There's a significant difference between an implant that has a loose tooth and an implant that has become infected. An infection is bad news, and you receive this bad news via discomfort and pain around the prosthetic tooth in question, particularly while eating. The gums around the implant site might be discoloured, and there can even be seeping pus and blood. These are clear signs of imminent implant failure, and you require urgent dental attention. A condition known as peri-implantitis might be the culprit, and it's likely that you will need antibiotics along with whatever other measures your dentist feels are necessary. But what about when there doesn't seem to be an infection and it's simply the prosthetic tooth that is loose?
The Implant Itself
It's important to remember that dental implants are the titanium bolt that has been inserted into your jaw. A connective abutment is then attached to the implant itself (which is the bolt) before the prosthetic tooth is affixed to the abutment to finish the procedure. When the prosthetic tooth is loose but there doesn't appear to be any complications with the implant in your jaw, the problem might simply be with the tooth.

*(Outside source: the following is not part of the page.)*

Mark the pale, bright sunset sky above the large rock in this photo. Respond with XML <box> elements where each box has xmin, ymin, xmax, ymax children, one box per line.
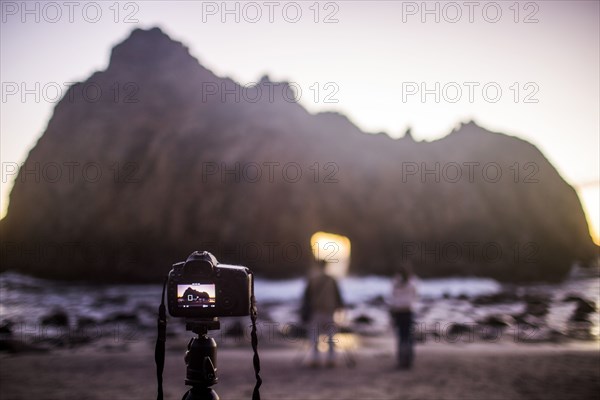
<box><xmin>0</xmin><ymin>0</ymin><xmax>600</xmax><ymax>242</ymax></box>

Inspecting the Crown and Abutment
It can be as simple as your dentist removing the crown and inspecting the underlying area. In a best-case scenario, your dentist will simply tighten the seal from the abutment to the crown so that it remains in place. The abutment will also be carefully examined to ensure that it has not been compromised in any way, but the crown and abutment can be adjusted without the need to remove the implant from your jaw.
Your dentist will also look for possible reasons why the crown became loose. It might have been a simple procedural error, such as the crown not being tight enough in the first place. If your dentist suspects that you're affected by bruxism (excessive grinding of the teeth), this can be a reason for the crown becoming loose. You might not necessarily be aware of the issue, as many people do it in their sleep. Your dentist might suggest a type of mouthguard to be worn overnight, which prevents you from grinding your teeth, thus putting less pressure on the implant, as well as your remaining natural teeth.
A loose dental crown over an implant that is not caused by an infection is usually quite easy to fix, but it needs to be fixed as soon as possible.